Individuals have the following rights pertaining to their personal data that MAST processes:

  1. To be informed – that means an individual has the right to be informed about the collection and use of their personal data
  2. Rights to access and port data - that means an individual has the right to access their personal data and supplementary information.
  3. To rectify - that means an individual is entitled to have personal data rectified if it is inaccurate or incomplete.
  4. To erase - is also known as ‘the right to be forgotten’ . That means right is to enable an individual to request the deletion or removal of personal data where there is no compelling reason for its continued processing.
  5. To restrict individual’s data – that means an individual has a right to ‘block’ or suppress processing of personal data.
  6. To object to processing.
  7. To withdraw consent if processing is based on consent.

5. Privacy by design

Where applicable to MAST services, MAST will act in accordance with the Data Protection Laws by adopting a privacy by design approach and implementing technical and organisational measures which demonstrate how MAST has considered and integrated data protection into processing activities.

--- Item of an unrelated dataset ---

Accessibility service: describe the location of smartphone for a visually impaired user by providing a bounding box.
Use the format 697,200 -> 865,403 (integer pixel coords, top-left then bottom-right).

Data protection impact assessments (DPIAs) will be used to identify the most effective method of complying with the MAST’s data protection obligations and meeting individuals’ expectations of privacy.

6. Data breaches

The term ‘personal data breach’ refers to a breach of security which has led to the destruction, loss, alteration, unauthorised disclosure of, or access to, personal data.

MAST will ensure that all staff members are made aware of, and understand, what constitutes as a data breach as part of their training.

Where a breach is likely to result in a risk to the rights and freedoms of individuals, the ICO will be informed.

All notifiable breaches will be reported to the relevant supervisory authority within 72 hours of MAST becoming aware of it.

The risk of the breach having a detrimental effect on the individual, and the need to notify the relevant supervisory authority, will be assessed on a case-by-case basis.

In the event that a breach is likely to result in a high risk to the rights and freedoms of an individual, MAST will notify those concerned directly.

Effective and robust breach detection, investigation and internal reporting procedures are in place at MAST.